А мать все почесывается и вертится в кровати, зло вздыхая на кого-то. Маринка спит.

***

– «Одного оставить, остальных с «горки» спустить…»

– Кто это говорит?

– Мать. Ничего не вижу, темно.

– Может быть, ночь?

– Да… Я не хочу больше! Не хочу! Мне больно! Больно! Отпустите меня, я больше не хочу! Нет! Нет! Нет!

– Ваш крик – положительная реакция, значит, наконец-то мы добрались до очень сильной граммы. Сейчас мы ее раскроем и сотрем.

– Нет, нет, пожалуйста, нет! Умоляю вас!

– Продолжаем!..

– Больно рот! Губы разбухли, болят. Мне больно!

– Что вы слышите?

– «Родной матери врет и не краснеет! Сейчас за враки губы в кровь-то разобью!»

– Повторите, пока не почувствуете облегчение.

– Сейчас за враки губы разобью! Губы разобью! Губы разобью!

– Еще раз, пожалуйста… Ушла боль?

– Да, кажется…

– Что вы чувствуете?

– Что-то мягкое, теплое. Лижет руку. Родька.

– Родька?

– Да, это он…

***

В конце лета Вильма принесла пятерых щенков. Один, последний, сразу же сдох, а остальные получились ничего себе – толстые, лобастые, с тупыми серыми мордочками и короткими лапами, разъезжавшимися в разные стороны.

Домашние кошки, Нюся и Серафима, пренебрежительно обнюхали новых членов семьи и тут же потеряли к ним всякий интерес. Свою семейную жизнь они предпочитали устраивать где-то на стороне, подальше от греха и от раскатной горки, и приходили в барак, только чтобы подкормиться.

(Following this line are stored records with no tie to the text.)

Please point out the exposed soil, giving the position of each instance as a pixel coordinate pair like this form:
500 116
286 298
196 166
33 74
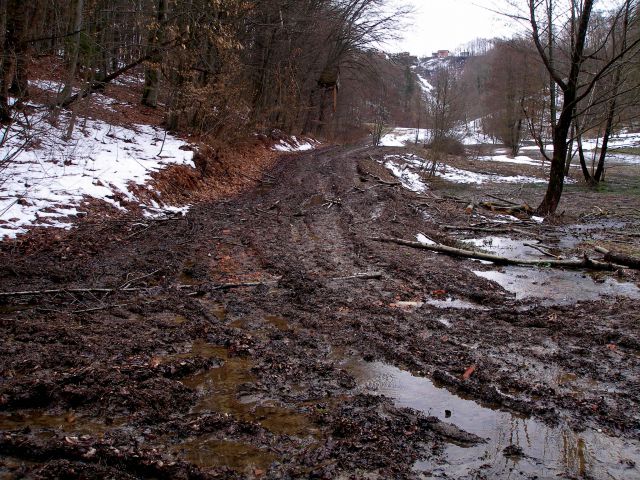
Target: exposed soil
174 376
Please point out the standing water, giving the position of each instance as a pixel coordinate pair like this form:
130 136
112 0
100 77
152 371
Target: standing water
514 443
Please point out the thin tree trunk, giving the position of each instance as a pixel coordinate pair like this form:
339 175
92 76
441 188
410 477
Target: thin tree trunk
67 91
152 72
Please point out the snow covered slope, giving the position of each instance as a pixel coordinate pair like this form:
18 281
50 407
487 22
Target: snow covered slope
45 177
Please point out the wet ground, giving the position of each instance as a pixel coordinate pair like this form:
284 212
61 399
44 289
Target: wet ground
243 341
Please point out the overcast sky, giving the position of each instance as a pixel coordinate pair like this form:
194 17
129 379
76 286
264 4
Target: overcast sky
448 24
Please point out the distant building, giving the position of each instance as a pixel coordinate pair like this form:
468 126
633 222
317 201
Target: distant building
405 58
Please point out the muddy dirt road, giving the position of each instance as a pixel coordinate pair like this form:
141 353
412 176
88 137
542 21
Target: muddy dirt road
268 336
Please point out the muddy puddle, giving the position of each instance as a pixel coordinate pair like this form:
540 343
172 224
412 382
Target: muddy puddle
212 452
69 423
231 389
558 287
454 303
507 247
513 443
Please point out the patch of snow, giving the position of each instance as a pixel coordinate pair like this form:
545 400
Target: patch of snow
51 175
519 160
400 137
457 175
158 211
410 180
621 140
296 145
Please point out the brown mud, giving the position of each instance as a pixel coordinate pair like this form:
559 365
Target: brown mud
430 370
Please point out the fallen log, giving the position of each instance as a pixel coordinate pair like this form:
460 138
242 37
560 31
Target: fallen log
620 258
509 209
585 262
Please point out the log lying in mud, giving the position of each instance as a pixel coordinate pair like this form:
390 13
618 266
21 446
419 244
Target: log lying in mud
620 258
585 262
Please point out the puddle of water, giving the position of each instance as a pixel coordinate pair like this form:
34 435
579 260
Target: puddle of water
506 247
199 348
221 391
547 451
69 423
316 200
210 453
445 322
557 287
21 307
280 323
455 304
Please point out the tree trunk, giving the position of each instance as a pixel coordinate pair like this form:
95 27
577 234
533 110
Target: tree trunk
67 91
152 71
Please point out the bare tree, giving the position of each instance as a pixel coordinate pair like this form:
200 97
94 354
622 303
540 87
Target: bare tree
574 81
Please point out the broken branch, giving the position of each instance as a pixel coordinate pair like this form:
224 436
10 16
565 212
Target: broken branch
585 262
620 258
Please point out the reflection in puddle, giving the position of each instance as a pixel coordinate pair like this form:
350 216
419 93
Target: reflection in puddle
507 247
557 287
221 390
455 304
547 451
69 423
280 323
209 453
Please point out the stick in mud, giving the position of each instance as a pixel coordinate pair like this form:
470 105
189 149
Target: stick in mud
586 262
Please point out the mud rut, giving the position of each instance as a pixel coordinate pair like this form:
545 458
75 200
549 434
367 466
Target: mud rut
201 382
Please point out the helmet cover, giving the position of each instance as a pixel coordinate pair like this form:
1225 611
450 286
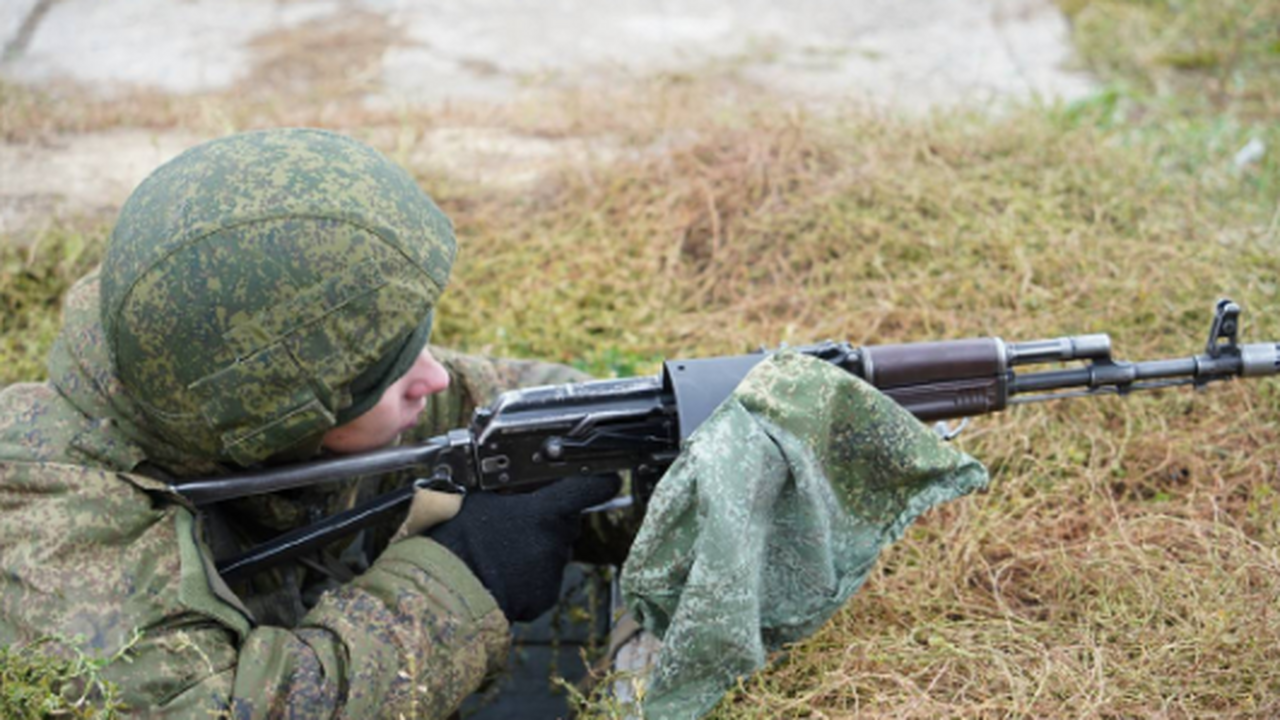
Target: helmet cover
252 279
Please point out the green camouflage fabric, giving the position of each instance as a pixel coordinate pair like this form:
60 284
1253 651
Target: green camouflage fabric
95 550
99 554
297 259
772 518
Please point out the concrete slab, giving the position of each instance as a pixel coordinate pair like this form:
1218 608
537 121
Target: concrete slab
78 174
905 53
13 16
177 46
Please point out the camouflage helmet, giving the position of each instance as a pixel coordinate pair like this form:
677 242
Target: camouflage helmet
261 288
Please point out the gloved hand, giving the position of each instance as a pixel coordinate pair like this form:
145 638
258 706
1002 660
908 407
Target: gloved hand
519 545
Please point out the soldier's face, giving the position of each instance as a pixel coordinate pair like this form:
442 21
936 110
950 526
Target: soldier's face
396 411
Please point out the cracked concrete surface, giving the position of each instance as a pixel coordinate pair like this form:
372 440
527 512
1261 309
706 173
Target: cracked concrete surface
909 55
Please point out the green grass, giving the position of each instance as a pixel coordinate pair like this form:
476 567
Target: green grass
1127 560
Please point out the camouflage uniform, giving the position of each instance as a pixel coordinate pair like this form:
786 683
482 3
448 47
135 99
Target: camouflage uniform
95 548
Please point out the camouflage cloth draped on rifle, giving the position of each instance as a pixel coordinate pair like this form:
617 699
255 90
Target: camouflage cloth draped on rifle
772 518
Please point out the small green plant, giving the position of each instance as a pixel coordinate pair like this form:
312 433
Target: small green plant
51 678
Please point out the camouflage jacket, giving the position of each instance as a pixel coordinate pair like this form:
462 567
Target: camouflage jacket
99 554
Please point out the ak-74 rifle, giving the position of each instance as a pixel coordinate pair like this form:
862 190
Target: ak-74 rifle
528 438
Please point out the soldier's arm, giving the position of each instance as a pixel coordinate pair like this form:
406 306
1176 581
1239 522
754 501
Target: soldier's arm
410 638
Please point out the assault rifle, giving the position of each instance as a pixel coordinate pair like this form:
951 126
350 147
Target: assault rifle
528 438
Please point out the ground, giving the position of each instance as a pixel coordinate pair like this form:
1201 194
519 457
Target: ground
909 55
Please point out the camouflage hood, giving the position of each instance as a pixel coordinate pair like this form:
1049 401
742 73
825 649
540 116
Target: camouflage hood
265 287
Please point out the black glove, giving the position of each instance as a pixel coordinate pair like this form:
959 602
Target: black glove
519 545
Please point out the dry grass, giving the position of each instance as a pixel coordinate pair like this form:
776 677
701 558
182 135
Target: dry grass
1127 560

Дни напролет дети возились со щенками. Вильма, с отвисшими сосцами, полными молока, добродушно следила за своими отпрысками, мудро щуря карие глаза.

В сентябре, когда у Маринки началась школа, у Ленки – садик, а Вальку, предварительно пролечив от глистов убойными дозами декариса, отправили на пятидневку, отчим унес куда-то трех кутят в хозяйственной сумке.

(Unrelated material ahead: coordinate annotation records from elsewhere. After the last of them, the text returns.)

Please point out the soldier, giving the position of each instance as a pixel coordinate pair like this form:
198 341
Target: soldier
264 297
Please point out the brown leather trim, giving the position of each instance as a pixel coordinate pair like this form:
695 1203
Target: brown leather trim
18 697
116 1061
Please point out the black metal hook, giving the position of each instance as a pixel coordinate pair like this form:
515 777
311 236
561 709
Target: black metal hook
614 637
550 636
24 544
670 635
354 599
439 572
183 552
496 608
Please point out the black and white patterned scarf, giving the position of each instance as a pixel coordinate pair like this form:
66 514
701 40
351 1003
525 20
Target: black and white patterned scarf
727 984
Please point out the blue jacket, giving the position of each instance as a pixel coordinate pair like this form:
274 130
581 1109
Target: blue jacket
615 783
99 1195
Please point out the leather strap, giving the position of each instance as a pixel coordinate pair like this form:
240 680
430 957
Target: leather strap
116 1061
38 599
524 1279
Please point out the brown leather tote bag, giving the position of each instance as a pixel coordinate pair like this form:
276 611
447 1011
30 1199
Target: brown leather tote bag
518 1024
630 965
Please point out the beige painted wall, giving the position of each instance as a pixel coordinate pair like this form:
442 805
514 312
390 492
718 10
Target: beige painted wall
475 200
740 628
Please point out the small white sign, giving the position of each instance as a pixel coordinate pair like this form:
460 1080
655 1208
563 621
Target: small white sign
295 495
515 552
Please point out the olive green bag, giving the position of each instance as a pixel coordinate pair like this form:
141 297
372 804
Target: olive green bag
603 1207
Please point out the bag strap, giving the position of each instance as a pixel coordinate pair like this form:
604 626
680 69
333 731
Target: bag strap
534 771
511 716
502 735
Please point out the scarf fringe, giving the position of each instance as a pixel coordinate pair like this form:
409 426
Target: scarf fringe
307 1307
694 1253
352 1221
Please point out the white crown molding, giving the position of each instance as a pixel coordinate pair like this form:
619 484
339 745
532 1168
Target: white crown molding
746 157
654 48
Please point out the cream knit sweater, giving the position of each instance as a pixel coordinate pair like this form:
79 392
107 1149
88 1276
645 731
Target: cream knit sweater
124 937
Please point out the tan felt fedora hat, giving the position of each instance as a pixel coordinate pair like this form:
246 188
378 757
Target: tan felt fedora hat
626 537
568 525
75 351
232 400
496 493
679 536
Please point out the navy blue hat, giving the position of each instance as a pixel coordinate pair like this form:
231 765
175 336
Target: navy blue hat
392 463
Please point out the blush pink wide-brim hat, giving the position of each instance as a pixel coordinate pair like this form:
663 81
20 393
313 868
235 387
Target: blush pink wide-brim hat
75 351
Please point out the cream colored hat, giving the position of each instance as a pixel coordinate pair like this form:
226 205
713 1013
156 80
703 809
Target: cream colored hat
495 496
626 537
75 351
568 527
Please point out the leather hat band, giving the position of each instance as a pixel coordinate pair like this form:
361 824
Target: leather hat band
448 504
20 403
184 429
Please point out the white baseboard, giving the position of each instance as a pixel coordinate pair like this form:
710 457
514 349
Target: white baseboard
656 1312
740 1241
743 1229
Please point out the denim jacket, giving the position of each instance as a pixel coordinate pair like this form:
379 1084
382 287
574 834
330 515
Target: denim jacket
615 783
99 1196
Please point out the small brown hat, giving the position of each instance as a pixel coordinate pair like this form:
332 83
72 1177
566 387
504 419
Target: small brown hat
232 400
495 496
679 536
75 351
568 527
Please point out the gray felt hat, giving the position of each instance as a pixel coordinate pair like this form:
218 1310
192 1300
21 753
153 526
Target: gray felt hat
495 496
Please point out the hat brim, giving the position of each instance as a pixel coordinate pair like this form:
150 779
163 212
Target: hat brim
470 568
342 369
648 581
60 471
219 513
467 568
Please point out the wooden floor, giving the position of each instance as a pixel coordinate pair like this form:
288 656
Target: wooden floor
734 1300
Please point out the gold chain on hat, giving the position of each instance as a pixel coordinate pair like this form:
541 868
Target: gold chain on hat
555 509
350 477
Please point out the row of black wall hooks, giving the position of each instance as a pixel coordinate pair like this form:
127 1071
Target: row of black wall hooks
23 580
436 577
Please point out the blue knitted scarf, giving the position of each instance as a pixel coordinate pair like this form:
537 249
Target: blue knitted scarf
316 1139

В будке остался один щенок, самый крепкий и красивый. Вильма сначала беспокоилась о судьбе своих пропавших детей, даже пыталась добропорядочно выть за ними, но потом сочла за благо сделать вид, что про них забыла, и утешилась оставшимся сынком по кличке Родион.

Между тем Родька рос любопытным шустрячком. Он исследовал окрестности барака, излазил дровяной сарай, пару раз провалился в подпол, самостоятельно нашел лаз в покосившемся заборе, увитом засохшими по осени плетями вьюнка, и немедленно отправился к соседям знакомиться. Там его и увидела соседская Таня.

Она восторженно замычала, показывая матери на кутенка, заковыляла к нему, сильно припадая на ногу, схватила его и со всей силы прижала к груди, так что Родька жалобно запищал. Лидия Ивановна принесла в блюдце молока. Таня долго смотрела, как щенок лакает молоко розовым бархатным языком, и счастливо мычала, умоляюще глядя на мать.

В доме Лидии Ивановны живность никогда не держали – до того ли было, при больной-то дочери на руках! А тут этот щенок… Лидия Ивановна чуть не плакала, глядя, как дочка возится с ним и глаза ее сверкают ласковым восторгом… Почти как у обыкновенных поселковых детей.

За забором тревожно затявкала Вильма, вспомнив о сыне, и Родька, смешно переваливаясь с лапы на лапу, с трудом волоча по полу отъевшееся брюхо, заковылял домой.

С тех пор Маринка каждый день носила Родьку к дурочке. Вскоре Родька остался у Тани насовсем, получив там алюминиевую миску, подстилку в сенях и вкусный обильный стол.

Замотавшаяся Верка поначалу не заметила пропажи щенка. До подобных ли мелочей женщине, поглощенной стиркой и готовкой на троих детей, увлеченной непрестанной борьбой с запоями мужа?

Однако вскоре Лариска, вечная собутыльница Верки и первейшая сплетница в поселке, сама напомнила подруге об обещании.

– Не знаю, – ответила Маринка на вопрос матери о Родьке и смущенно отвела взгляд. Сердце забилось предательски громко.

– А Маринка его все время на двор к учительше таскала! – встряла ябеда Ленка, злорадно посматривая в сторону сестры.

Нет, ты глянь на нее! – мгновенно вскипела мать, ожидавшая только повода, чтобы вспыхнуть. – Родной матери врет и не краснеет! Сейчас за враки губы в кровь-то разобью! – Она подняла заскорузлую от стирки ладонь и повторила грозно: – Право слово, разобью!.. А ну, иди за ним прямо сейчас, не то я сама пойду. Да так пойду, что этой паскудной очкухе мало не покажется!

Пьяненький отчим Витька слабо запротестовал, пытаясь выразиться в том смысле, что щенков, что ли, им жалко… Пусть Родька остается у дурочки, Вильма еще сколько хочешь принесет. Но поскольку после поллитровки он катастрофически забывал русский язык, то кроме трехэтажной брани трудно было различить что-то в его сбивчивой речи.